No stale fish is eaten in Hobart. At the wharfs many fish dealers are found, and their stock is kept in barges or scows containing enough water for the fish to swim in. A customer points out the fish he wants to buy, when it is speared and handed to the purchaser alive. One fish found in that locality—the "trumpeter"—is as sweet as American shad, and it has fewer bones. Oysters do well also in Hobart waters, as that city is nearly as far south of the equator as New York is north of that line. Fish caught in a warm climate have not the same flavor as fish that inhabit the waters of a colder one. An angler is at home when lolling about the brooks and rivers that abound a short distance from the city.

A dollar a day was all I paid for accommodation at a tidy hotel. That sum included three meals and a room.

One will find here a good museum, creditable art gallery and splendid park system, also a good street car system, electric lights, gas and other utilities.

"Appleland" would be a suitable name for Tasmania, as upward of 3,000,000 bushels of apples are shipped from that island each year, and the shipments are increasing. The Huon district, some 20 miles from Hobart, is the great apple growing section of southern Tasmania. Apple trees grow in these parts where nothing else would thrive, and large tracts of orchards are seen on the sides of rocky hills.
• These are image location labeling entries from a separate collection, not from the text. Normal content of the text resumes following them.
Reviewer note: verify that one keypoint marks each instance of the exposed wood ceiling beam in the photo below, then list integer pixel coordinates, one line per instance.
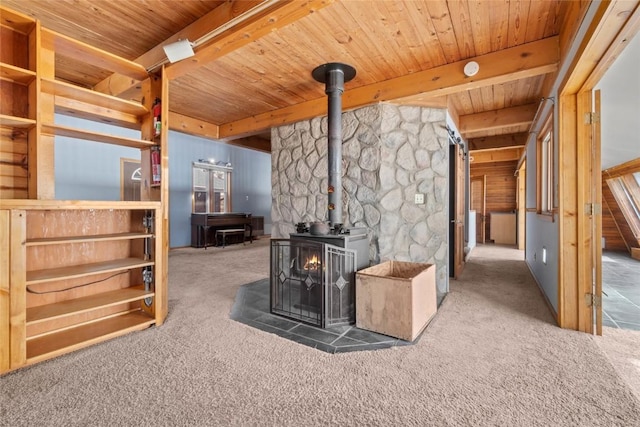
(522, 115)
(200, 128)
(498, 141)
(530, 59)
(498, 155)
(117, 83)
(281, 15)
(66, 46)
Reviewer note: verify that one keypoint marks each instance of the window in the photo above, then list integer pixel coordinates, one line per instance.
(211, 188)
(545, 191)
(626, 190)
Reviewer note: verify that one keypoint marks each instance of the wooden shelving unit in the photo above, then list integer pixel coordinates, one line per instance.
(73, 273)
(59, 130)
(16, 74)
(56, 344)
(81, 305)
(69, 303)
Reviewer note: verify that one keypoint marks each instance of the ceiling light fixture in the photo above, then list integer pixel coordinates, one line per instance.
(471, 68)
(178, 51)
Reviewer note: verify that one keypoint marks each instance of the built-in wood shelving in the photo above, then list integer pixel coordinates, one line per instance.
(16, 122)
(64, 341)
(59, 130)
(85, 304)
(16, 74)
(17, 21)
(83, 239)
(67, 90)
(50, 311)
(75, 271)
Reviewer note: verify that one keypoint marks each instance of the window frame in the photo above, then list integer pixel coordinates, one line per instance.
(545, 162)
(626, 191)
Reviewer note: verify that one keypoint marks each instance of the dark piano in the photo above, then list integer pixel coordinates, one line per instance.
(204, 226)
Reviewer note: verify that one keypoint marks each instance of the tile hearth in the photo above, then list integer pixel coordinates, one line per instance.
(252, 308)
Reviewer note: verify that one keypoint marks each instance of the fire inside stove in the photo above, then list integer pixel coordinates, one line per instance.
(312, 263)
(313, 282)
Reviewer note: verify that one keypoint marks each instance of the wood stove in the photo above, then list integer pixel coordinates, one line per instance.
(313, 276)
(313, 282)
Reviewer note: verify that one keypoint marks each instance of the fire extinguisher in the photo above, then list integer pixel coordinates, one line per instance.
(155, 165)
(157, 110)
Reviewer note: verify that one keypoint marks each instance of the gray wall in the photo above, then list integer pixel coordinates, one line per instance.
(86, 170)
(250, 181)
(542, 234)
(620, 89)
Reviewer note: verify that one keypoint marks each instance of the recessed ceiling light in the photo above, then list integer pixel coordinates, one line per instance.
(471, 69)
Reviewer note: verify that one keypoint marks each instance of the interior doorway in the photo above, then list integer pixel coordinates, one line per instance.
(478, 204)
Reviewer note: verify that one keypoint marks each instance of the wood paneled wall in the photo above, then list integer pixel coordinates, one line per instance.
(502, 187)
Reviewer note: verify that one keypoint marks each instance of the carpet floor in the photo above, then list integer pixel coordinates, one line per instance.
(492, 356)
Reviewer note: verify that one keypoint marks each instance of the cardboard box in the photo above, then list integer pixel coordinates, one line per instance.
(396, 298)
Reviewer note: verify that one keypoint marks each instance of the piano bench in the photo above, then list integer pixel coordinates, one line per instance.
(221, 235)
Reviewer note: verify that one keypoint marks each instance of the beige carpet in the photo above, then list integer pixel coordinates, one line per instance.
(492, 356)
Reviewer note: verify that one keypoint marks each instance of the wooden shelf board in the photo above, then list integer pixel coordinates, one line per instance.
(55, 344)
(16, 74)
(35, 204)
(16, 122)
(84, 304)
(17, 21)
(52, 274)
(83, 239)
(89, 96)
(69, 132)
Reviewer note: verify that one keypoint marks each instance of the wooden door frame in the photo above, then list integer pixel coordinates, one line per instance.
(482, 214)
(459, 211)
(522, 204)
(607, 31)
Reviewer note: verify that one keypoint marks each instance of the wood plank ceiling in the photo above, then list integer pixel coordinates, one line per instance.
(252, 68)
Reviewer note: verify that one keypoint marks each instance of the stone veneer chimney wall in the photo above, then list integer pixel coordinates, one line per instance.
(390, 153)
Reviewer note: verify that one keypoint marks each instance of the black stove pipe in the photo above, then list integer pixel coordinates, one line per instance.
(334, 75)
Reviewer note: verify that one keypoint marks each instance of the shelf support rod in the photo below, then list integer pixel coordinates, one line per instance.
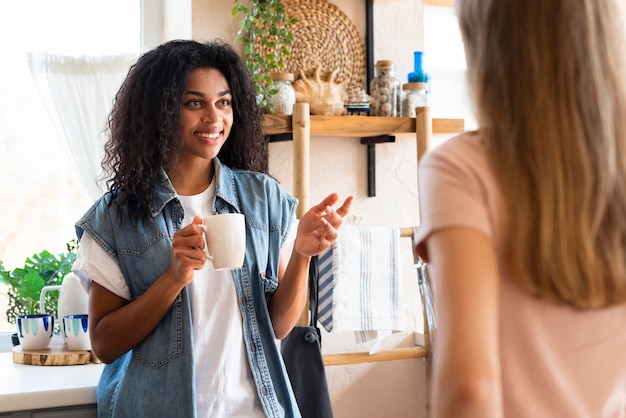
(371, 159)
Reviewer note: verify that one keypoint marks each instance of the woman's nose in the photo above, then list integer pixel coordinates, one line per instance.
(211, 115)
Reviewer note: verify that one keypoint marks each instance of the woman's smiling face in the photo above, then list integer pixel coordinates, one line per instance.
(207, 114)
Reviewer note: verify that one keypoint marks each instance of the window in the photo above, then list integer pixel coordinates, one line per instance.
(42, 198)
(444, 58)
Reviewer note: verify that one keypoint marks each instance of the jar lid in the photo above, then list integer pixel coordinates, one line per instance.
(415, 86)
(281, 76)
(384, 63)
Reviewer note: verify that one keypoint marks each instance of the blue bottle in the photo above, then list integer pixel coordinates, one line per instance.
(418, 75)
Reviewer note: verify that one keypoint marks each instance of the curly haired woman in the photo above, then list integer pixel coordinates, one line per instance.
(179, 338)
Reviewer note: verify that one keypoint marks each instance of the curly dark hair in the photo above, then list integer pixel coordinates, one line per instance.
(144, 124)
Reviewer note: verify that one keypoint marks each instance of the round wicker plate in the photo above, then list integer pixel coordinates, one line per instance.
(325, 37)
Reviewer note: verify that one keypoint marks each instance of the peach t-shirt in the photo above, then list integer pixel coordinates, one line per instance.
(556, 361)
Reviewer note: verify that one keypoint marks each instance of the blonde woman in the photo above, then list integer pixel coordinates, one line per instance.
(524, 220)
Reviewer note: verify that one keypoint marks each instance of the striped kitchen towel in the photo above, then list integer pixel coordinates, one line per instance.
(364, 281)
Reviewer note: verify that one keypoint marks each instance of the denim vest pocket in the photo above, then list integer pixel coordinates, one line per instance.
(166, 341)
(270, 283)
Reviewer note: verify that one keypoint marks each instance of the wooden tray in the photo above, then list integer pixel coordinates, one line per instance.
(56, 355)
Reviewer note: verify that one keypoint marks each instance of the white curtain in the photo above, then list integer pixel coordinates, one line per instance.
(78, 93)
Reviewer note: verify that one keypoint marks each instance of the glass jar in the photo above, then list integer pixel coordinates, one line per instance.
(386, 90)
(414, 95)
(285, 96)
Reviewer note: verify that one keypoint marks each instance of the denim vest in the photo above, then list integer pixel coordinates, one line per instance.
(156, 378)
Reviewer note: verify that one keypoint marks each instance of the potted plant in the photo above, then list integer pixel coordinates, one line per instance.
(24, 284)
(265, 32)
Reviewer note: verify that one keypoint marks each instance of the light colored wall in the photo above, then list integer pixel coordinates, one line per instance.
(369, 390)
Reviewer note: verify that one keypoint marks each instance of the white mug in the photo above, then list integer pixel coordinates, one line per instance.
(76, 332)
(225, 236)
(35, 331)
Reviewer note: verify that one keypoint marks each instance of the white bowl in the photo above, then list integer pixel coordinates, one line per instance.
(35, 331)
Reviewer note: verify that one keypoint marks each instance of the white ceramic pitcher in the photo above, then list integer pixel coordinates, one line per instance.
(73, 299)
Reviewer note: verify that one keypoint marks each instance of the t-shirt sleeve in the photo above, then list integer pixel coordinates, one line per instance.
(452, 189)
(94, 263)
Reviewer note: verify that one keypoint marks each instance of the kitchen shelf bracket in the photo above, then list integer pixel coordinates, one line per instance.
(371, 142)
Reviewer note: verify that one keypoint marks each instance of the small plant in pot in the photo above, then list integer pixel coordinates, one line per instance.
(24, 283)
(265, 32)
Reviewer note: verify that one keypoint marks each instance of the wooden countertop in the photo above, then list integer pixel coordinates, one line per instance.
(26, 387)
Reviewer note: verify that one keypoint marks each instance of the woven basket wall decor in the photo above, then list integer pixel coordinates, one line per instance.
(324, 38)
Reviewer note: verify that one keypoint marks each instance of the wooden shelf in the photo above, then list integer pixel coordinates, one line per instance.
(359, 126)
(371, 129)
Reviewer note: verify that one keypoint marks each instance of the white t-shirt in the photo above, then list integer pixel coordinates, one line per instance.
(224, 384)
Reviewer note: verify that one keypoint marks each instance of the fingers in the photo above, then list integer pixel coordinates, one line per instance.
(334, 217)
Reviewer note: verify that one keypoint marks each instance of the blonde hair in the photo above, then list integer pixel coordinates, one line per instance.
(547, 80)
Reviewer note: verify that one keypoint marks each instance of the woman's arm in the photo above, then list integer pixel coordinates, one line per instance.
(466, 382)
(316, 232)
(117, 325)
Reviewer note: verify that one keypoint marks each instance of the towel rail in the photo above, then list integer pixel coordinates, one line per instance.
(365, 357)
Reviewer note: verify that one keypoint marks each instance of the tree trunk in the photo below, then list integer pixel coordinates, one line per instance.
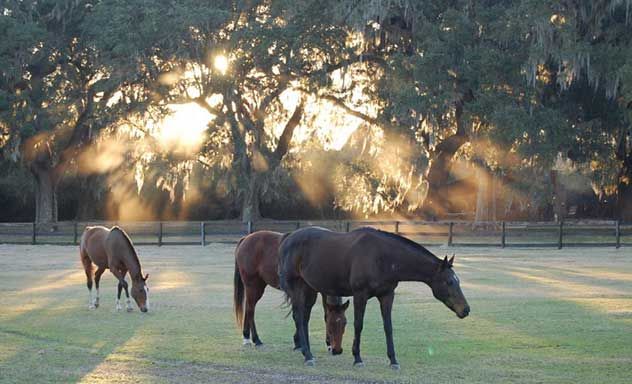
(482, 196)
(250, 207)
(439, 170)
(624, 186)
(45, 195)
(89, 204)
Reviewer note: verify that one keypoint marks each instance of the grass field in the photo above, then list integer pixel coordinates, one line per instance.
(538, 316)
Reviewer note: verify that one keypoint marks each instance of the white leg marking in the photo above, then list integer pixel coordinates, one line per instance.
(147, 299)
(91, 302)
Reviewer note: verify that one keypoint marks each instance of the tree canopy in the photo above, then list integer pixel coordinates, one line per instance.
(419, 108)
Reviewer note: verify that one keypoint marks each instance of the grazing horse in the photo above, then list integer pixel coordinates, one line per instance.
(256, 266)
(363, 263)
(113, 249)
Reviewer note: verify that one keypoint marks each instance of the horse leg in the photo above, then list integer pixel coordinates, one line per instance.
(386, 306)
(298, 313)
(128, 302)
(310, 299)
(327, 341)
(118, 295)
(253, 294)
(97, 280)
(359, 305)
(87, 267)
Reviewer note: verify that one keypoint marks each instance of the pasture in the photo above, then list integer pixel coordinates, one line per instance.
(538, 316)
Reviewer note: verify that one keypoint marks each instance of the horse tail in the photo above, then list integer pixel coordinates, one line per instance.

Trees are not allowed to grow over six feet high, which adds much to the convenience and cheapness of picking. They are trimmed each season, and the stumps are eight inches in diameter in some instances, but only the stump, which will not rise over six inches above the ground, is left. The sprouts grow from the stump, and these do not, as stated, exceed six feet tall. These apples do not hang only from the ends of the limbs, as they do from most apple trees in America. Blossoms bloom from the body of the limb, and the limb and trunks of the sprouts are entirely covered with apples. Apples grow from the limbs as freckles on an arm. Ten acres of apple land in southern Tasmania bring in a nice yearly income. The trees grow bushy, and as many as 20 bushels are often picked from one. Most of the apples shipped from Hobart go to England, the time of shipment being from February to June.

Fifty miles from Hobart stands the walls of the old Port Arthur Prison, as well as the walls of the church, cracked and ready to fall, covered with ivy vines, where the prison officers worshiped; the nice avenues of trees where the freemen enjoyed the shade on a hot day are very pretty, and the cozy bay, with Point Peur jutting into still and attractive waters, suggest nothing, so far as nature is concerned, as to the place having been one of the most inaccessible, impenetrable prisons of the world. What was known as the hospital building is in good condition, and serves the small community of Carnarvon as a town hall and public school.

Port Arthur has been changed in name—to Carnarvon—as most of the places that have had anything to do with the early prison days of Van Diemen's Land. The prison was located on a strip of land, 12 miles in length, called Tasman Peninsula. Water naturally borders both sides of the peninsula, and the narrow neck of land at the head—Eagle Hawk Neck—of the peninsula is less than a quarter of a mile wide.